Through Nei Tumi Ager Moto, Anupam Roy reveals the quiet acceptance in silent grief, reminding us that heartbreak isn’t always loud or chaotic. Set against the backdrop of a lonely night drive, the music video captures the quiet distance that grows between people — when someone you once knew so well starts to feel unfamiliar, and you can’t quite pinpoint when it all changed. The drive leads Anupam to a place that once held special meaning, now reduced to a shell of heartbreaking memories and echoes of lost laughter.
The song is an intimate conversation no one ever voices, yet everyone has longed to have at some point in life, making it an ideal track that just sit with you in the silence when you’re feeling low, it won’t try to fix things, it will help you realise that you're not alone in feeling this way.
The song’s inclusion in Killbill Society feels like a perfect match. It resonates deeply with the film’s themes of love, loss, and change, adding another emotional layer to the story.
Anupam shares, “Nei Tumi Aager Moto is a very recently written song. It’s a sad, emotional song about heartbreak with a lot of angst. The melody of the chorus kept haunting me, and I wrote the lyrics based on that. I had an unfinished song, and I mixed its parts with this new chorus to create the full song.
The theme is about someone; one once had a relationship with.

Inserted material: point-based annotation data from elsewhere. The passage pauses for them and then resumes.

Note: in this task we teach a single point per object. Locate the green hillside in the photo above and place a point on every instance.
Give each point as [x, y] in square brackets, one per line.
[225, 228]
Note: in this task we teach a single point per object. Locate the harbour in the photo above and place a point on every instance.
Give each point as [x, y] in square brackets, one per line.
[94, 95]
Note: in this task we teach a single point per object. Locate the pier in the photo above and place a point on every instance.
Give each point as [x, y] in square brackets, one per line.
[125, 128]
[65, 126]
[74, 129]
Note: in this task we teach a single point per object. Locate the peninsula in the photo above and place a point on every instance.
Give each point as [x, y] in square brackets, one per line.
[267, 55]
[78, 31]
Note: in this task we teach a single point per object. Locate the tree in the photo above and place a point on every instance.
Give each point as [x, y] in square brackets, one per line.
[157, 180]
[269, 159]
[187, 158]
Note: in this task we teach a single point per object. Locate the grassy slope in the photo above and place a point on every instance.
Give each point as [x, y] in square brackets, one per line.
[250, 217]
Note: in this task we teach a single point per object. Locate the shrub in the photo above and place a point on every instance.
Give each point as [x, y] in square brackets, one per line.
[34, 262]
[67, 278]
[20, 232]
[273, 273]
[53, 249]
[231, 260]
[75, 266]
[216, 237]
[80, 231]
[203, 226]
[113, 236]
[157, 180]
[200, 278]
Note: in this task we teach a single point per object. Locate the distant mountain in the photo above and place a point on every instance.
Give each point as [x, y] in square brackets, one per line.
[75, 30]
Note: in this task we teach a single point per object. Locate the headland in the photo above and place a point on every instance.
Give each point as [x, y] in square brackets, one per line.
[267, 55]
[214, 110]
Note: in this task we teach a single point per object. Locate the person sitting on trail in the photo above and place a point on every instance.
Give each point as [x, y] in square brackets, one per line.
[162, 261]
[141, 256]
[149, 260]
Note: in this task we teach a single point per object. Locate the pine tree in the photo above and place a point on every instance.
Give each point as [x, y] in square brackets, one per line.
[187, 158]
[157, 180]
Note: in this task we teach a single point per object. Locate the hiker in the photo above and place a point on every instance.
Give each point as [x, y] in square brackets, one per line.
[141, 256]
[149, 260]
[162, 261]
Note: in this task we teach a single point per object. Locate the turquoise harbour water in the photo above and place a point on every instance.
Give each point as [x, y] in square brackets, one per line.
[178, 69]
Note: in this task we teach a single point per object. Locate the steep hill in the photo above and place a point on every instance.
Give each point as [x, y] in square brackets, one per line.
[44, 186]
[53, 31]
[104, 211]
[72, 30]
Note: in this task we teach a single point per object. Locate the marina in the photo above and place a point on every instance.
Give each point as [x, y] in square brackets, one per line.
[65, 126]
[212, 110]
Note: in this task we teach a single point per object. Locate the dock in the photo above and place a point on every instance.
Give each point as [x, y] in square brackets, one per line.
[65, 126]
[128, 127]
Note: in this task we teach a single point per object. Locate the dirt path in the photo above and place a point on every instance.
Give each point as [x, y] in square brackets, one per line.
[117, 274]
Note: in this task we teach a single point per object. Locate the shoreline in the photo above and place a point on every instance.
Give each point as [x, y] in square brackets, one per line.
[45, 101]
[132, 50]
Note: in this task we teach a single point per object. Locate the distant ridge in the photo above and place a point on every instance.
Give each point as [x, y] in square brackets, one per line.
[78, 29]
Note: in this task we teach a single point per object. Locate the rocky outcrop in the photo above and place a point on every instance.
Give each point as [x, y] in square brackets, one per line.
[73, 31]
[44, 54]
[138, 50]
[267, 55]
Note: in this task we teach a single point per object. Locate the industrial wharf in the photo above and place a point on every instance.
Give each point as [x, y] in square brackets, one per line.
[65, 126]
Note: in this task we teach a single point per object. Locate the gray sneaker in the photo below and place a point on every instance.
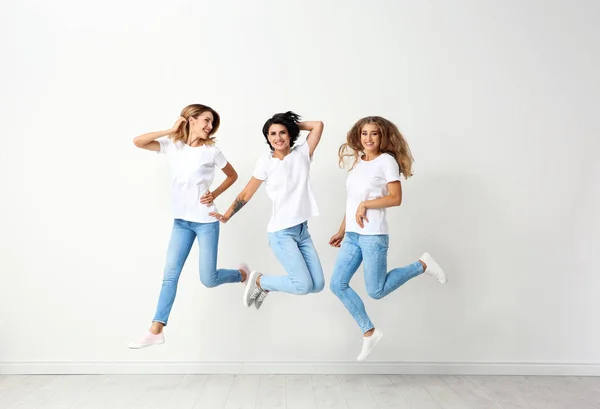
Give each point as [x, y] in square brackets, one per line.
[252, 289]
[261, 297]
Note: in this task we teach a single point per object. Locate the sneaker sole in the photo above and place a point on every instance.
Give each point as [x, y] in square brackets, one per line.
[251, 279]
[374, 345]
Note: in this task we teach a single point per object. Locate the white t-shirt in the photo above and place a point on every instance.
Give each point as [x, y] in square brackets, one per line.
[192, 173]
[368, 180]
[288, 186]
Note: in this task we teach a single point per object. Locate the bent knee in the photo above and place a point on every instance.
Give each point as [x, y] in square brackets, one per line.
[375, 294]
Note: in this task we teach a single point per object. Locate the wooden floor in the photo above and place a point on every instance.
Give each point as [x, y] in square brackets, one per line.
[296, 391]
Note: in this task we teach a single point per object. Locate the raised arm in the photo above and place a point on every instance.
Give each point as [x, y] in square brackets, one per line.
[315, 129]
[336, 239]
[148, 140]
[240, 201]
[231, 174]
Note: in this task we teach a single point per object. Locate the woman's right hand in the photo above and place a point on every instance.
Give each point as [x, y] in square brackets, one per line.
[178, 123]
[336, 239]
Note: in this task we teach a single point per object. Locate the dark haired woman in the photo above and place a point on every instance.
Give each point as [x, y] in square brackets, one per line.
[286, 172]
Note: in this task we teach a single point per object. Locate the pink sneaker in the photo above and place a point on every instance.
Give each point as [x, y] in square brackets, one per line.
[147, 340]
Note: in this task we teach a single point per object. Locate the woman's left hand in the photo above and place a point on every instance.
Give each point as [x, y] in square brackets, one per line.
[361, 214]
[207, 198]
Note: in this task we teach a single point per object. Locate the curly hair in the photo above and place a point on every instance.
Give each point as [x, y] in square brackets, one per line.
[391, 142]
[288, 119]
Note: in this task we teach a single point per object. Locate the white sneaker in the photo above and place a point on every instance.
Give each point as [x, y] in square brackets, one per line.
[433, 268]
[252, 289]
[244, 267]
[259, 300]
[147, 340]
[369, 343]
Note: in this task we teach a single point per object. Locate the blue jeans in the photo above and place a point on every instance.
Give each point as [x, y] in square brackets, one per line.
[182, 239]
[294, 249]
[355, 249]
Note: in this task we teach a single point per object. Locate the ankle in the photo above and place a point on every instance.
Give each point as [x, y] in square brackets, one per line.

When they are seen now, it feels like they’ve changed a lot. They’re no longer the person one used to know. This often happens when a relationship breaks.
The idea of the song is old, but I tried to present it in a fresh way, from today’s point of view. The version I sang is the original one. The one sung by Somlata is the film version. Srijit Mukherji liked the song after hearing it, and then it was used in Killbill Society.”